Applied Maths - Simple Harmonic Motion

alan4cult

Just a little confused on the results of the a=-w^2x equation on page 301/302 (Fundamental Applied Maths)

Firstly, how is x=ACos(wt+e) a solution to the above equation? I keep getting just x=ASin(wt+e)

Secondly, how do you get the period of the function ASin(wt+e) to be equal to 2pi/w. I'm not aware of how to find the period.

Any help?

MathsManiac

Well, for a start, you can verify that x=ACos(wt+e) is a solution by differentiating it twice with respect to t.

Regarding the other question, you need to become a bit more familiar with the graphs of sine and cosine functions, and then you'll see how the period works.
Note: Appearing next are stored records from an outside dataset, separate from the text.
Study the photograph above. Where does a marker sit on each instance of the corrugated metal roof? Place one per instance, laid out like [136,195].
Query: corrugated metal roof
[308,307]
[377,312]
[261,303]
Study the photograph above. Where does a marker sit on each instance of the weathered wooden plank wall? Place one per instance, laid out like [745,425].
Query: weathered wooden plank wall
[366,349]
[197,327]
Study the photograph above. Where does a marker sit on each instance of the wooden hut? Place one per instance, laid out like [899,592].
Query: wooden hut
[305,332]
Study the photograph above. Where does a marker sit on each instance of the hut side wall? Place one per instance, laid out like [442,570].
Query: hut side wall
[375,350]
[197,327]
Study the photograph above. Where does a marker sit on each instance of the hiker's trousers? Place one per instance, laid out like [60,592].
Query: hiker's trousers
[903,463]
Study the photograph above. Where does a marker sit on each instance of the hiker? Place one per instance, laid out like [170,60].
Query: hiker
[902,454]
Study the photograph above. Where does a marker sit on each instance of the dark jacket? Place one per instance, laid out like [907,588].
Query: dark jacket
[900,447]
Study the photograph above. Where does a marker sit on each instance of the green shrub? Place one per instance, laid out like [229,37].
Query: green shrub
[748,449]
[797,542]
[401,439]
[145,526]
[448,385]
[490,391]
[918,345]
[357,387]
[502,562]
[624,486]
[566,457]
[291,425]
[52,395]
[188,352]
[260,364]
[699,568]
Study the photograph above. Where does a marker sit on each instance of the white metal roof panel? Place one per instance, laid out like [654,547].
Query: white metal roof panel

Have you ever drawn a graph of y=sin(x) and similar?

You could try drawing graphs like sin(x), sin(2x), sin(x+1), 3sin(x), by hand, or using a graphics calculator.

Or you could check out some web resources:

Check out the following link, for notes on such graphs:
http://faculty.ed.umuc.edu/~swalsh/Math%20Articles/Graphing%20Sin%20Cos.html

Also very useful, if your browser is java-enabled is the fact that there are a number of java-based interactive explorations of the behaviour of the sin and cos graphs, including the following two:
http://www.ies.co.jp/math/java/trig/ABCsinX/ABCsinX.html

http://members.shaw.ca/ron.blond/sc.APPLET/index.html


Hope this helps.

alan4cult

I think I get the graphs
y=Sin(X) Standard Graph
y=Sin(X+1) Standard Graph moves 1 unit to the left
y=Sin(X-1) Standard Graph moves 1 unit to the right
I need to move my graph to where the sine function repeats itself
The sine function repeats every 2pi units.
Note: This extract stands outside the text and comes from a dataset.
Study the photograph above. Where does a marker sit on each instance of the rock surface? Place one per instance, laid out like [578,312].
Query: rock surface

Basically I've got that far now how to I get 2pi/w since I've got the 2pi part can somebody tell me the rest? I'm not trying to cheat I'm trying to understand!

MathsManiac

Multiplying the x by a number will stretch or squash the graph horizontally. (Did you check out the links?) So, if you graph sin(2x) you'lll see that its period is half that of sin(x). Thinks about it: as x ranges from 0 to Pi, 2x will go from 0 to 2Pi, so you get the complete cycle twice as quickly. similarly, multiplying x by any number k will make the cycle happen k times faster. In other words, the period is 1/k times the basic period.

Using the letters you originally asked the question with: sin(wt) has period 1/w times the period of sin(t); that is, 2*Pi/w. And adding the e makes no difference to the period, as it's just shifting the graph left or right (as you've already observed with sin(x+1)).

Any use?

alan4cult

Perfecct thanks for your help. Thanks for explaining about the constant "e". I didn't actually know whether it altered the period or not, but you've explained that it just translates the graph.

Thanks again.

jaycummins

fundamental applied maths. what a book. my applied maths teacher wrote that book. (Ollie Murphy) what a legend. i love applied maths. especially statics (ladders friction etc.)